La restituzione, ancorché parziale, dell'unità spaziale del manufatto antico avviene nel nostro lavoro secondo due diverse linee operative, relative alle diverse condizioni in cui si trovano oggi i resti della cavea e del corpo scenico. Anche la restituzione di parte del perimetro esterno del corpo scenico dipenderà per coerenza da questa scelta.

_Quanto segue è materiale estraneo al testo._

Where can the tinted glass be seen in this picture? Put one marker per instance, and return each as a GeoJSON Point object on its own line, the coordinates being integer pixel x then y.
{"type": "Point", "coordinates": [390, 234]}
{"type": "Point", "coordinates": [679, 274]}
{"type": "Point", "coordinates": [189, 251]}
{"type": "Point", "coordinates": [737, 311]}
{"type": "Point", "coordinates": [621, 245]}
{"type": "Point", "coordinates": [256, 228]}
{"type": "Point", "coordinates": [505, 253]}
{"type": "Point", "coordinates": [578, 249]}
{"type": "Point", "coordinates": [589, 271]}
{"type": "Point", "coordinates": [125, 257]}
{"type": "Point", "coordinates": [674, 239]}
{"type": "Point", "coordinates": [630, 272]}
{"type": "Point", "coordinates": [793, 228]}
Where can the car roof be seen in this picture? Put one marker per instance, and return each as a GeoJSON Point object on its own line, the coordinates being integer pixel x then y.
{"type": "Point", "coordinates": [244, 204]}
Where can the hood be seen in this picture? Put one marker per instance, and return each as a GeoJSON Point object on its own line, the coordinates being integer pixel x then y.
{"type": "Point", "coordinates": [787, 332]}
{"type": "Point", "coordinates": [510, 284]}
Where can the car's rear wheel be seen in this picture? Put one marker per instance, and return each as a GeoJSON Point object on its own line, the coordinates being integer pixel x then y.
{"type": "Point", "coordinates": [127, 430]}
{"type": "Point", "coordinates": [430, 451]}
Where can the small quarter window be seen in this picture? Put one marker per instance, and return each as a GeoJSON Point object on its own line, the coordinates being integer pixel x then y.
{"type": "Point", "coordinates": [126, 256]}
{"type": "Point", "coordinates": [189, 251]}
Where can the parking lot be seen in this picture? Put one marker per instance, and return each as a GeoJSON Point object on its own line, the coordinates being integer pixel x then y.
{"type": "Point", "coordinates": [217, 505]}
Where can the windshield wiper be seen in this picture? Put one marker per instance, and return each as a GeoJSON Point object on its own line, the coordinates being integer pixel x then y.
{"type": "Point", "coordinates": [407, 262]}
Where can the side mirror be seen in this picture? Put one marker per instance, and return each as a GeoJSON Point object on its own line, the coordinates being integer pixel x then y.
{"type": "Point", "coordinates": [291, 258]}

La cavea e il corpo scenico che insieme danno luogo alla figura unitaria del teatro presentano infatti condizioni di conservazione, ma anche strutture edilizie (materiali, finiture, ecc.), molto diverse fra loro, tali da farci propendere appunto per due soluzioni di ripristino, anche proprio in senso strettamente tecnico e costruttivo, diverse per le due parti.
La cavea:
Per quanto riguarda la ricostruzione della cavea, o di parte di essa così come avviene nel nostro progetto, vista la quasi totale assenza di reperti in grado di restituirci quegli elementi funzionali che danno luogo e forma alla cavea com'era (forma e dimensioni delle praecinctiones, dei diversi tipi di scale esterne e interne, della seduta dei gradoni, del balteus, ecc.) e a partire dall'ipotesi di sezione verticale della cavea di cui già si è detto, si è voluto utilizzare un sistema costruttivo compatibile ma manifestamente diverso rispetto a quello adottato nella costruzione originale, un sistema costruttivo non estraneo all'esperienza costruttiva romana, ma in grado per sua stessa natura di esprimere contemporaneamente la sua estraneità a quella cavea, attraverso il suo carattere amovibile, cioè reversibile, smontabile, provvisorio, ecc.: cioè la costruzione in legno, la costruzione con struttura e rivestimento interamente in legno.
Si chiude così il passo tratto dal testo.